Coby bounds across the yard, then falls. Giant moves in and licks his ears until Coby's giggles are louder than Sammy's guitar. Whitney and I smile, watching them. After a second, she whistles and Giant moves away.
“Mama's perfect,” I say. Even though I know it's not entirely true, she's the closest we've got.
“No, she's not. She hides behind God. Figures if she prays enough all of her problems will go away, but it doesn't work that way.” Whitney talks like she's holding back a deep hurt.
“What do you mean?”
“Life. Just. Is. I've got Sammy, Daddy's got Mama, and Mama's got Daddy. And you, you've got a wild dream that's going to do nothing but disappoint you.”

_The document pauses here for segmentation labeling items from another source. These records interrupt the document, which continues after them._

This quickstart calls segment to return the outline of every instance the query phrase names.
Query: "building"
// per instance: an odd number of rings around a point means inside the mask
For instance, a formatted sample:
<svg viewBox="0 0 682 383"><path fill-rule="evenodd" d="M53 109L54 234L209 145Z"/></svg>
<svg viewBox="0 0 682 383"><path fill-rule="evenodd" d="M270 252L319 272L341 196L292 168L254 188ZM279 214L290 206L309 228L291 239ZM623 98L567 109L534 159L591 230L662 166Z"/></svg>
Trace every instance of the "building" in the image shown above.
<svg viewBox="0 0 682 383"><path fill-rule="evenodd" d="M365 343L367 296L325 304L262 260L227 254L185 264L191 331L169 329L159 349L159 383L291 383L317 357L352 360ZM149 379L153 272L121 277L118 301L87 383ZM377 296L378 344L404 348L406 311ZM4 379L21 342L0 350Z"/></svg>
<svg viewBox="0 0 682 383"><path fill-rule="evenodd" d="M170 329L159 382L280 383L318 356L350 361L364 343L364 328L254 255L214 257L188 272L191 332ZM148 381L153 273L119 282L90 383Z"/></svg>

Coby crawls into Whitney's lap and snuggles against her. She strokes his back and stares off at the mountains.
“You think I'm stupid for dreaming?” It shouldn't matter what Whitney thinks, but it does. She's still my big sister.
Whitney's quiet for a while. “No.” She looks at me.
“I don't want you getting hurt, that's all. Do me a favor, okay?”
“What?”
She inclines her chin toward Coby and throws her head back toward the door and Sammy behind it. “Don't be in the kind of hurry to grow up that I was.”
It's the first time I've ever heard Whitney admit that her life might not be turning out exactly as she'd planned.
“You don't regret having Coby, do you?” I grab his chubby fingers and wiggle them.
“Of course not. And I can't wish that I'd waited. What's done is done. But I wish I'd figured out a way to still go to vet tech school.”
“It's not too late,” I say. “If you'd stop selling . . .” And using.
The door pulls open. Sammy looks down at us. He's pulled his pale blond hair into a bun and his jeans are slung low, exposing that slice of skin and hip bone Whitney once told me was her own personal heaven. “Hey, Whit, I just got a call. You coming?”